Fumantes em geral tentam largar o cigarro com recaídas. Considero-me fumante que não fuma porque sei que se fumar um cigarro agora, só um, torno ao vício.
Na moda o cigarro eletrônico que, supõe-se, não cause tantos danos à saúde. Mas, infelizmente, não se trata de produto inócuo. Os cigarros eletrônicos contêm substâncias cancerígenas e aditivos cujos efeitos não são bem conhecidos. De fato, são menos perniciosos que os cigarros comuns, mas perigosos. Além do que surgem como entrave às campanhas contra o tabagismo, levando jovens a fumá-los sob o pretexto de serem totalmente inócuos.
O Chico
O Chico morreu há alguns anos, vitimado por enfarte fulminante. Não consta que até então estivesse doente ou sofresse de algum mal. Coração tem dessas coisas, obedece ao previsto no DNA da gente sobre a hora de parar. Hoje em dia, com os novos recursos da medicina, tornou-se possível enganar o órgão: em casos muito graves e mesmo perdidos o transplante é a solução. Isso sem falar nos rotineiros implantes de safena que revigoram corações tecnicamente falidos.

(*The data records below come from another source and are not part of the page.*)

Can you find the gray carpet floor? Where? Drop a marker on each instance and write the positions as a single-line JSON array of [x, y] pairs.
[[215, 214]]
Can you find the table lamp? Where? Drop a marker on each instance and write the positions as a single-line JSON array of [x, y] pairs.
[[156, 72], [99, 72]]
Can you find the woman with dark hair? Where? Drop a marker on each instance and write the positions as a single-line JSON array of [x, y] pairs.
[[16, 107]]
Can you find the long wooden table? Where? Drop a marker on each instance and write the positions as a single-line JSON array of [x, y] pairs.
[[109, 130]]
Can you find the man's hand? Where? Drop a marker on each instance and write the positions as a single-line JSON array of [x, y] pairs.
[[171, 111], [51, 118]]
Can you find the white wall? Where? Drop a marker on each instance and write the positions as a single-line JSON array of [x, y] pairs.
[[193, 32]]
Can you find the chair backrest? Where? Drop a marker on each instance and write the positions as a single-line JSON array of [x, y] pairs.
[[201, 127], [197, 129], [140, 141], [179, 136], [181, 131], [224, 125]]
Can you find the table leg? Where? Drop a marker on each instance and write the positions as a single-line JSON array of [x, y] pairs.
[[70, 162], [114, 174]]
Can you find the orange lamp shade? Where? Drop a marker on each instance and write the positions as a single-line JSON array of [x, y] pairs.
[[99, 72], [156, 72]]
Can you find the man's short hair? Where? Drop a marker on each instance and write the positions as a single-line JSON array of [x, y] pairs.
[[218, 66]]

Os médicos não se cansam de avisar sobre os perigos do fumo, mas vício é vício e muita gente não consegue safar-se dele. Conheço pessoas safenadas que voltaram a fumar tempos depois da alta hospitalar. Não sei dizer se é de desapego à vida ou incontrolável compulsão pelo cigarro. Tenho para mim que em matéria de parar de fumar, não existe outro remédio que não a decisão firme. Cheguei a fumar três maços de cigarros por dia até que, certa ocasião, disse não. Enfrentei o diabo a partir daí. Comprei maços de cigarros e espalhei pela casa porque senão seria tentado a ir busca-los. Era guerra diária, nervosismo, luta terrível na qual o que conta mesmo é vencer um dia de cada vez. Durante uns dois meses eu repetia inutilmente o movimento de colocar a mão no bolso, procurando o cigarro. Força do hábito, aliás perdido devagar e custosamente. Depois de um ano eu ainda sonhava que estava fumando e tinha enorme prazer nisso. Mas, passou. Até hoje, decorridos vinte anos desde que abandonei o fumo, não coloquei um cigarro na boca. Tenho certeza de que me bastará apenas um, unzinho só, para que eu saia de casa e vá à padaria da esquina para comprar um maço.
Falo sobre cigarros, mas o meu assunto é o Chico. Bem, ele não fumava. Viveu na placidez de uma cidadezinha montanhosa da qual, a bem da verdade, nunca saiu. Herdeiro de terras fez os seus negócios e, se não chegou a ser rico, viveu com folga. Era comum vê-lo saindo de suas terras onde criava poucas cabeças de gado e mantinha plantações. Casou- se tarde e deixou, quando morreu, a viúva sem filhos. Mas, o que mais chamava a atenção nele era o curioso hábito de comprar coisas e estocá-las. O Chico tinha alguns fogões, geladeiras e outros eletrodomésticos que nunca chegou a tirar da caixa. Comprava-os como investimento. Tinha também um s poucos veículos, entre eles um caminhão.
Nunca entendi bem a lógica em manter um televisor dos anos 60 bem guardado na caixa, sem nunca ter sido usado, décadas a fio. Fazia sentido para o Chico que teria forma diferente de olhar essa vida.
Cada um tem direito a uma parcela, pequena que seja de esquisitice. O Chico tinha a dele, ininteligível para mim. Eu gostava muito do Chico e senti demais quando ele morreu.
Saudades do Chico que, vez ou outra, prestava serviços de transporte de pessoas com o seu carro, embora não prestasse, habitualmente, serviços de táxi. Saudades de um bom sujeito que morreu cedo, talvez por descuido, ou simples distração.